The aforementioned display device according to the present embodiment is applicable as a display of a wide range of electronic equipment including a digital camera, laptop personal computer, mobile phone and video camcorder. These pieces of equipment are designed to display an image or video of a video signal fed to or generated inside the electronic equipment. Examples of electronic equipment, to which such a display device is applied, will be given below.

FIG. 18 illustrates a television set to which the present embodiment is applied. The television set includes a video display screen 11 made up, for example, of a front panel 12, filter glass 13 and other parts. The television set is manufactured by using the display device according to the present embodiment as the video display screen 11.

FIG. 19 illustrates a digital camera to which the present embodiment is applied. The figure on the top is a front view, and the figure on the bottom a rear view. This digital camera includes an imaging lens, flash-emitting section 15, display section 16, control switch, menu switch, shutter 19 and other parts. The digital camera is manufactured by using the display device according to the present embodiment as the display section 16.

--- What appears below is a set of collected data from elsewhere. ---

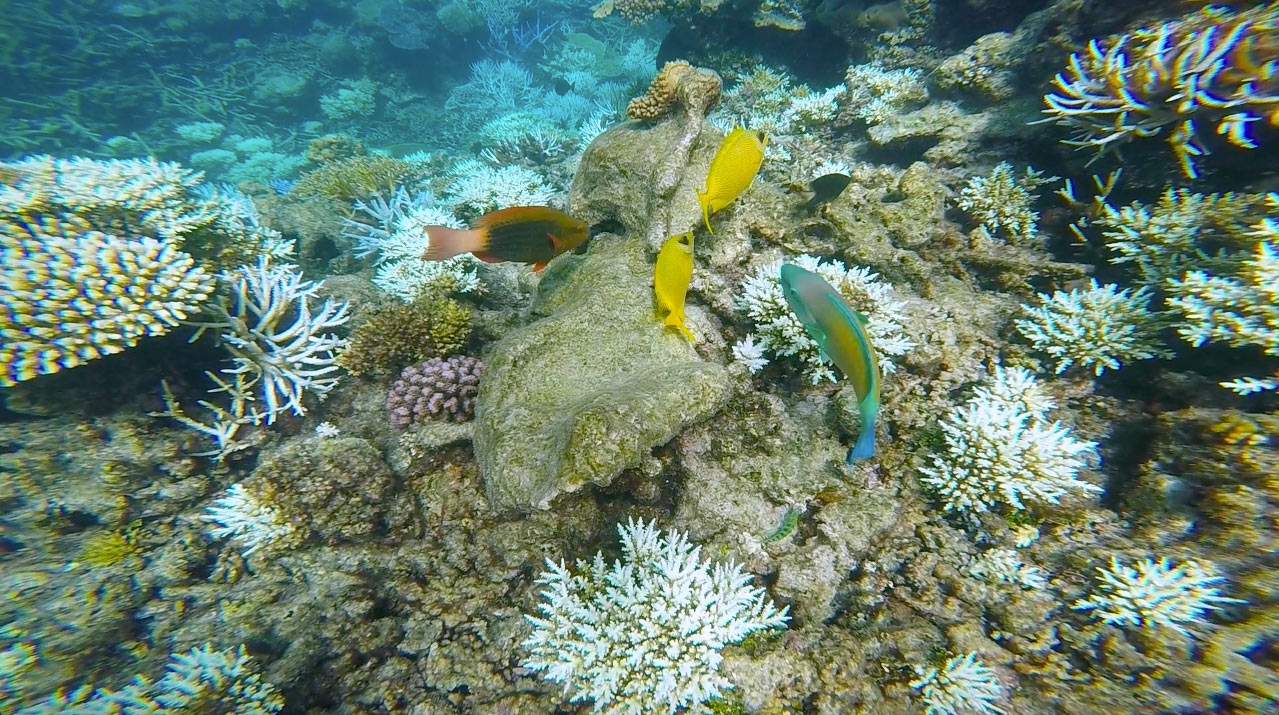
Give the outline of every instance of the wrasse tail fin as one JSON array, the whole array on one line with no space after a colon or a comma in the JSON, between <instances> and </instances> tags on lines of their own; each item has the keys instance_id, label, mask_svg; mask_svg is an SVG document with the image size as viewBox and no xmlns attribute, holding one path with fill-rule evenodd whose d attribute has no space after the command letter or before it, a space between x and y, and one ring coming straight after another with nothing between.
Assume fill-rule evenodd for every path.
<instances>
[{"instance_id":1,"label":"wrasse tail fin","mask_svg":"<svg viewBox=\"0 0 1279 715\"><path fill-rule=\"evenodd\" d=\"M443 261L463 253L476 253L488 245L488 234L479 230L449 228L448 226L427 226L426 252L422 254L424 261Z\"/></svg>"},{"instance_id":2,"label":"wrasse tail fin","mask_svg":"<svg viewBox=\"0 0 1279 715\"><path fill-rule=\"evenodd\" d=\"M857 442L848 450L848 455L844 457L845 464L852 464L859 459L870 459L875 456L875 423L867 422L862 425L861 434L857 435Z\"/></svg>"}]
</instances>

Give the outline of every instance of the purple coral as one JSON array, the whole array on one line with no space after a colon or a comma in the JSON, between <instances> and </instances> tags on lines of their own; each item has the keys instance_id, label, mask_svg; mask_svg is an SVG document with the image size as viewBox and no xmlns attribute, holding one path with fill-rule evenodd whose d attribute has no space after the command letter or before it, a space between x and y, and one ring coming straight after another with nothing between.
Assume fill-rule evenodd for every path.
<instances>
[{"instance_id":1,"label":"purple coral","mask_svg":"<svg viewBox=\"0 0 1279 715\"><path fill-rule=\"evenodd\" d=\"M483 374L484 363L461 355L404 368L386 395L391 424L403 428L428 419L471 419Z\"/></svg>"}]
</instances>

FIG. 20 illustrates a laptop personal computer to which the present embodiment is applied. The laptop personal computer includes, in a main body 20, a keyboard 21 adapted to be manipulated for entry of text or other information, and, in the main body cover, a display section 22 adapted to display an image. The laptop personal computer is manufactured by using the display device according to the present embodiment as the display section 22.

FIG. 21 illustrates a personal digital assistant to which the present embodiment is applied. The figure at left illustrates the personal digital assistant in an open position. The figure at right illustrates the personal digital assistant in a closed position. The personal digital assistant includes an upper enclosure 23, lower enclosure 24, connecting section (hinge section in this example) 25, display 26, subdisplay 27, picture light 28, camera 29 and other parts. The personal digital assistant is manufactured by using the display device according to the present embodiment as the display 26 and subdisplay 27.

FIG. 22 illustrates a video camcorder to which the present embodiment is applied. The video camcorder includes a main body section 30, lens 34 provided on the front-facing side surface to capture the image of the subject, imaging start/stop switch 35, monitor 36 and other parts. The video camcorder is manufactured by using the display device according to the present embodiment as the monitor 36.

It should be understood by those skilled in the art that various modifications, combinations, sub-combinations and alterations may occur depending on design requirements and other factors insofar as they are within the scope of the appended claims or the equivalents thereof.